Magnetoresistive RAM for error resilient XNOR-Nets
This work addresses power consumption and hardware compatibility issues for machine learning systems, particularly in enabling more efficient memory technologies like MRAM, though it is incremental in nature.
The study investigated the resilience of Binarized Convolutional Neural Networks to activation errors during training, finding that bit error rates of a few percent did not degrade test accuracy in most cases, except for AlexNet on ImageNet, and that tolerance increased with smaller subsets.

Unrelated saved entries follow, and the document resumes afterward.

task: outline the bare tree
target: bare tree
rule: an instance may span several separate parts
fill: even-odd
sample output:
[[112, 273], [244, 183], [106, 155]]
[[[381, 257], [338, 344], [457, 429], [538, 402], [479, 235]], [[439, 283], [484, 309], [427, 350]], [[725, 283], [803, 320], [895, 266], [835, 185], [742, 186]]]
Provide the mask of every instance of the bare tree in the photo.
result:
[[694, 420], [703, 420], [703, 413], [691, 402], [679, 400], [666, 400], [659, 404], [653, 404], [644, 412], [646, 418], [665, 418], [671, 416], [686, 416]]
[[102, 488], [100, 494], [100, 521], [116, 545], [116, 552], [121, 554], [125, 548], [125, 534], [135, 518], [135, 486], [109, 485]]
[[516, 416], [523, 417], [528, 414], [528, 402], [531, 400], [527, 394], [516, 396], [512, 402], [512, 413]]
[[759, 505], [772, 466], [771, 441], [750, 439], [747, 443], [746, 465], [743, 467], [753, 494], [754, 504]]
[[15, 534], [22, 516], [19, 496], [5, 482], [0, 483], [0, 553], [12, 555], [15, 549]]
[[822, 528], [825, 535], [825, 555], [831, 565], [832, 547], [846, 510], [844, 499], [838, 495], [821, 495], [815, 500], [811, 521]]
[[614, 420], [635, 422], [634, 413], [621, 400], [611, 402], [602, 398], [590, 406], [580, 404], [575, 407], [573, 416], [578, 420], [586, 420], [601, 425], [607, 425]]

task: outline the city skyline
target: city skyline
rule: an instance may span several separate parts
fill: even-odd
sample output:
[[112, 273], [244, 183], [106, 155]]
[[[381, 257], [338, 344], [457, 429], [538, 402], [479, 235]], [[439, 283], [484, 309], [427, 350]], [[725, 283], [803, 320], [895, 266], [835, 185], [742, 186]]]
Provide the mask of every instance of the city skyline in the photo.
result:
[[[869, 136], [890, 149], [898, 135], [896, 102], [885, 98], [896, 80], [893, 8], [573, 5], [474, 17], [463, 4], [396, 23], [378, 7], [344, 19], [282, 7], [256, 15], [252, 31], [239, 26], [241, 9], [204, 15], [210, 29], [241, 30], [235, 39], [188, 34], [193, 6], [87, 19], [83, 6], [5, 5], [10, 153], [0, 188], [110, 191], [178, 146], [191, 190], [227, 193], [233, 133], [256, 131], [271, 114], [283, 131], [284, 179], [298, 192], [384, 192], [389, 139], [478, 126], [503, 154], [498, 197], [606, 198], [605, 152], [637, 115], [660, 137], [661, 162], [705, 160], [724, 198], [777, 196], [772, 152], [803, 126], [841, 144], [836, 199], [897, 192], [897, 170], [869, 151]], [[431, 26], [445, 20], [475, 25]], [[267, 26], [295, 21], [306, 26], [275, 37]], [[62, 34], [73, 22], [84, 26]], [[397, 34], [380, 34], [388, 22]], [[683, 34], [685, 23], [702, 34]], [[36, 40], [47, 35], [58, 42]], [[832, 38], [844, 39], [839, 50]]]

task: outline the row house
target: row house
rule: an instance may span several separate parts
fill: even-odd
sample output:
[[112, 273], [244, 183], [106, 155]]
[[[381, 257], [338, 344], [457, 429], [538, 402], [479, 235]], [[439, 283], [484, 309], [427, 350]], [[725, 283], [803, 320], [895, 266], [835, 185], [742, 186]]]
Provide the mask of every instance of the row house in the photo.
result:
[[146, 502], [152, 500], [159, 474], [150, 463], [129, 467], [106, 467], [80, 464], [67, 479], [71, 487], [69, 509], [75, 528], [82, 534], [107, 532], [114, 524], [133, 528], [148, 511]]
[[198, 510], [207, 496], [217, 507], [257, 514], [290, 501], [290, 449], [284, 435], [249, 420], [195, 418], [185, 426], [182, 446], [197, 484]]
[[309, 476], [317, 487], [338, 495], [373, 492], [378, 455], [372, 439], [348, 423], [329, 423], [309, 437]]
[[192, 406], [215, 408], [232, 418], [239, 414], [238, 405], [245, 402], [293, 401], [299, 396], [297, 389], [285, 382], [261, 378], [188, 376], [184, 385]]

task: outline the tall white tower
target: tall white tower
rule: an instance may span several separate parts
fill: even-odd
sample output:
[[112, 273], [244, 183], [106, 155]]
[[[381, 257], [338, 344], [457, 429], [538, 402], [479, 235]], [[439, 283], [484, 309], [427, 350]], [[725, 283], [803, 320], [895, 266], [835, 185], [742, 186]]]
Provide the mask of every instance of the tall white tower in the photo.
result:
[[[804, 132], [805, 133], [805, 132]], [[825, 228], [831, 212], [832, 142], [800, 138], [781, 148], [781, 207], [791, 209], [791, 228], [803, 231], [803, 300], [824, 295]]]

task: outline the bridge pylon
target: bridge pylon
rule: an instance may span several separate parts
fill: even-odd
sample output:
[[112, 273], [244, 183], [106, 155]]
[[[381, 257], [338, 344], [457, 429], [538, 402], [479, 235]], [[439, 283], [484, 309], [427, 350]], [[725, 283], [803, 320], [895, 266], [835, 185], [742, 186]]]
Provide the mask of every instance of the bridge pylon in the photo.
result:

We trained three Binarized Convolutional Neural Network architectures (LeNet-4, Network-In-Network, AlexNet) on a variety of datasets (MNIST, CIFAR-10, CIFAR-100, extended SVHN, ImageNet) using error-prone activations and tested them without errors to study the resilience of the training process. With the exception of the AlexNet when trained on the ImageNet dataset, we found that Bit Error Rates of a few percent during training do not degrade the test accuracy. Furthermore, by training the AlexNet on progressively smaller subsets of ImageNet classes, we observed increasing tolerance to activation errors. The ability to operate with high BERs is critical for reducing power consumption in existing hardware and for facilitating emerging memory technologies. We discuss how operating at moderate BER can enable Magnetoresistive RAM with higher endurance, speed and density.